In the nut palms and thick stands of red cane, Kheda heard glory birds rousing themselves to full song. As the sun rose to flood the gully with light, a deeper, more resonant note echoed beneath their trills. Looking up, Kheda saw more loals, smaller pied ones, like those he'd seen on hunting trips with Daish Reik. Sitting upright, they were facing the sun, arras raised and basking in the promise of warmth, crooning with pleasure.
'There are many reasons to despise the northern barbarians, my son, not least the way they turn the sun and the moons into meaningless gods, no better than singing loals.'
I wonder, do these southern invaders worship false gods of their own, my father?
The ceaseless urgency of his quest drove Kheda to a sitting position. A chittering in a nut palm made Kheda and the caped loal both look up. It was a smaller beast, a female clutching a delicate infant to its chest. It sounded most indignant.
This would be your lady wife, I take it, and none too pleased that you've not brought home her breakfast.
Abruptly the female stopped her cries, turning her face uphill. Her tail curled up sharply, a long fringe of fur falling across her shoulder. She barked something at the male, who abandoned his stick to climb hand over hand up the nut palm, long tail lashing behind him. With startling speed, the two beasts leapt across the void to a tall ironwood tree, propelled by the spring of their powerful legs, strong hands clasping the trunk. In the next instant they were gone, lost in the dense green canopy of leaves. The pied loals had fled too, ringing silence telling its own tale. A blue-backed crookbeak raised raucous calls of alarm in a cane brake further up the slope and a brief echo relayed the unmistakable sound of a man's cough.
Kheda reached for Telouet's sword and thrust it through his belt before crawling towards the sparse cover of a thicket of dusty sardberry bushes.
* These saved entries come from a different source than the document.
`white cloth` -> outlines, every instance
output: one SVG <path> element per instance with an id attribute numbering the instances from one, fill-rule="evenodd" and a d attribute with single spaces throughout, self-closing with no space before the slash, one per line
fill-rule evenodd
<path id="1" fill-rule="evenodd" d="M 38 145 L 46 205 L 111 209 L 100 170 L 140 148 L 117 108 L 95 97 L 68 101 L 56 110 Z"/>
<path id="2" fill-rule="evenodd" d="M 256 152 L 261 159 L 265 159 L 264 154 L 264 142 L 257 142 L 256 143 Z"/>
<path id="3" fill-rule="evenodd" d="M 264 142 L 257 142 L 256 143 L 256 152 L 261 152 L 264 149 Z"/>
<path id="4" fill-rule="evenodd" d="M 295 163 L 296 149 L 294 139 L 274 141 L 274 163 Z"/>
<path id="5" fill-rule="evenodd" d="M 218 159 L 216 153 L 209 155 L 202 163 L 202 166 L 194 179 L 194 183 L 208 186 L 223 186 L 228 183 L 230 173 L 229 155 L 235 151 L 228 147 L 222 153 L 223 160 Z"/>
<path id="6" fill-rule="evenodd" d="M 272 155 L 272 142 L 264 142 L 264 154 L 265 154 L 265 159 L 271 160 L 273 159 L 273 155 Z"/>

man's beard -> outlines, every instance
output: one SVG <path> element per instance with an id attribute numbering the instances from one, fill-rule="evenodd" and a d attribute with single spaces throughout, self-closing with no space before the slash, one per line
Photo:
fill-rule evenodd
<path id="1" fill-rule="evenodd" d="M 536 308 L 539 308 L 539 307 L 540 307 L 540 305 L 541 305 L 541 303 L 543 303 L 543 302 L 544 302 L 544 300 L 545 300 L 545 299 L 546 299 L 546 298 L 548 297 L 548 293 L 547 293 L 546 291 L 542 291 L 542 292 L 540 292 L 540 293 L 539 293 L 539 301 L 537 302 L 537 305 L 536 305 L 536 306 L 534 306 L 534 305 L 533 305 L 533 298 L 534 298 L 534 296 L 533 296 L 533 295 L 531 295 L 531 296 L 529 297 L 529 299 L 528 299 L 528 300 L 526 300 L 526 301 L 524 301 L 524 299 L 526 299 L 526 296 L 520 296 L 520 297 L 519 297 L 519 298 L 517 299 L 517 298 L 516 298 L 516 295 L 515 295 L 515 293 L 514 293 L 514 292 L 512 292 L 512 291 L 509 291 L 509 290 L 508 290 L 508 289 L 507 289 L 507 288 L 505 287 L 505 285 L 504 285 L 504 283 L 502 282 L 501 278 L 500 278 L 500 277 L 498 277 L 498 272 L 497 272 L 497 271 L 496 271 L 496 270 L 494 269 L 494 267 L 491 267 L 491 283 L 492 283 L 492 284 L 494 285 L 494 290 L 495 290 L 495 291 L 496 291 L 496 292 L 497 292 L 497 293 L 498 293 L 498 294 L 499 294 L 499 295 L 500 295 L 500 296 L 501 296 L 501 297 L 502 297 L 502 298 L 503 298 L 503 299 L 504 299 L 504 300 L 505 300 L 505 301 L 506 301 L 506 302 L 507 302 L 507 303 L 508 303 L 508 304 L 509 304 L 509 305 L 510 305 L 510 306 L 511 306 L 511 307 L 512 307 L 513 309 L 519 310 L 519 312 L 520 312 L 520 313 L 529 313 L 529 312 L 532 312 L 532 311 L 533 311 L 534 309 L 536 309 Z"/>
He kept a wary eye on the ground, no wish to put his hand on some millipede or scorpion stirred up by the digging loal. The cough came again, cut short. Faint but deliberate, Kheda heard a crack of dry twigs and the rustle of the tightly packed red cane stems. Some hunting party was coming stealthily down the gully.
Even if they're not hunting you, you don't want to be explaining yourself to anyone who might carry word back to Derasulla, not when you're so close to the shore, not after crossing the whole width of this cursed island.
Wishing he had ears he could twist like a loal, Kheda skirted slowly around to put the berry bushes between himself and the sounds, searching the forest for any sign of waving greenery, any flutter of disturbed birds. The sounds of men coming nearer grew suddenly louder. Kheda rose to a crouch, turning to slip away down the gully as fast as he could, still bent to stay below a pursuer's natural eye line.
A cry went up, then another, higher in the gully. Kheda straightened up and ran. He reached the stream, no more than a chain of puddles around green-stained rocks. The dark soggy ground sucked at his feet. He sank to his ankles, thrown off balance, reaching out for a sapling only to find its roots so shallow, he pulled it bodily from the pungent soil.